We do... went through registration earlier to check


----------



## Guest (Apr 11, 2010)

T3RBO said:


> We do... went through registration earlier to check


he's the spammer! get him!!!!!!!!! :twisted:


----------



## Nem (Feb 14, 2005)

Ikon66 said:


> T3RBO said:
> 
> 
> > Ikon66 said:
> ...


We most certainly do.

Problem is they are bypassing the official registration process and just "injecting" themselves as a new user directly.

There is a newer version of the forum software which we will be updating to at some point which will again help this problem.
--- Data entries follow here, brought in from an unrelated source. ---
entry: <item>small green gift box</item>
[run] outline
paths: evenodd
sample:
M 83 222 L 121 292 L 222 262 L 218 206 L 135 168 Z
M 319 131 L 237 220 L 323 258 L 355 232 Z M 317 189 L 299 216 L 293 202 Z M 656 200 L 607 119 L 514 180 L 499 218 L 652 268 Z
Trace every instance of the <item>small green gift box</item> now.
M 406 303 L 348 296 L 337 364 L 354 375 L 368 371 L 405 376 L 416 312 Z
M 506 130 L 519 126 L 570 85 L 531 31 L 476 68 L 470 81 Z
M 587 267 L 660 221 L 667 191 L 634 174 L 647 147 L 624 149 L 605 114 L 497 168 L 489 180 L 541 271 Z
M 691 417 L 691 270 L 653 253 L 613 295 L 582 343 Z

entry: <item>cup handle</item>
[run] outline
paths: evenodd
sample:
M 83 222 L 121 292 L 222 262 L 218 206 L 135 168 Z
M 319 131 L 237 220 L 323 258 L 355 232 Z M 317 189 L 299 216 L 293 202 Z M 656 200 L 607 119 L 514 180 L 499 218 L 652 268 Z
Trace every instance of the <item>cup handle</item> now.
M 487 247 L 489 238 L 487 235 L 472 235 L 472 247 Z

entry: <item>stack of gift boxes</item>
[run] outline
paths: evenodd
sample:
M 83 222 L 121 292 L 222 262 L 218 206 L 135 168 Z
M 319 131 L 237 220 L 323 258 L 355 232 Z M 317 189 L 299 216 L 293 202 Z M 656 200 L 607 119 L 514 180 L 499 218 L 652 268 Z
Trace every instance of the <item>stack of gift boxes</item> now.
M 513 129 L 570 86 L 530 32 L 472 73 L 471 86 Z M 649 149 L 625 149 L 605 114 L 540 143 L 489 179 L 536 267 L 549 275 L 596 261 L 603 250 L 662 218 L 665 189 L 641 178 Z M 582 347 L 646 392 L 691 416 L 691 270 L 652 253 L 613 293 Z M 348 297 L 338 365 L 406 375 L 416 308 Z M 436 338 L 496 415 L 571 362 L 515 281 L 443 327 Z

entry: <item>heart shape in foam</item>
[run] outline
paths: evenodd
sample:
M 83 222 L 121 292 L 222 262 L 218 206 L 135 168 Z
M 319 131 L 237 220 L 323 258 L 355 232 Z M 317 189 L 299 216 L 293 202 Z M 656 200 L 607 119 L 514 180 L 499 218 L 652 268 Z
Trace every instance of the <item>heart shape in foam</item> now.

But it takes time to test new versions with this site before upgrading to them.


----------



## Ikon66 (Sep 12, 2003)

quote="T3RBO"]


Ikon66 said:


> T3RBO said:
> 
> 
> > Ikon66 said:
> ...


We do... went through registration earlier to check[/quote]

sorry misunderstood what you meant, i thought you were talking about a check code, ie. type in a verification codewhen registering. this is really what the forum needs


----------



## Nem (Feb 14, 2005)

Ikon66 said:


> type in a verification code when registering. this is really what the forum needs


We do!


----------



## Ikon66 (Sep 12, 2003)

yikes, never knew we had that, must have been added since 2003 :roll: :lol:


----------



## Charlie (Dec 15, 2006)

Just had a spammer on the MK TTOC meet in the events section, they are infiltrating everywhere :-(

Charlie


----------



## Guest (Apr 23, 2010)

ridiculous amount on here.

Far more than there should be. What's going on?


----------



## mistersixpot (Dec 7, 2009)

viewtopic.php?f=8&t=171755


----------



## mistersixpot (Dec 7, 2009)

viewtopic.php?f=30&t=171745


----------



## mistersixpot (Dec 7, 2009)

viewtopic.php?f=30&t=171745


----------



## mistersixpot (Dec 7, 2009)

viewtopic.php?f=29&t=171743


----------



## mistersixpot (Dec 7, 2009)

viewtopic.php?f=19&t=171747


----------



## mistersixpot (Dec 7, 2009)

i'm drunk and bored of the spammer


----------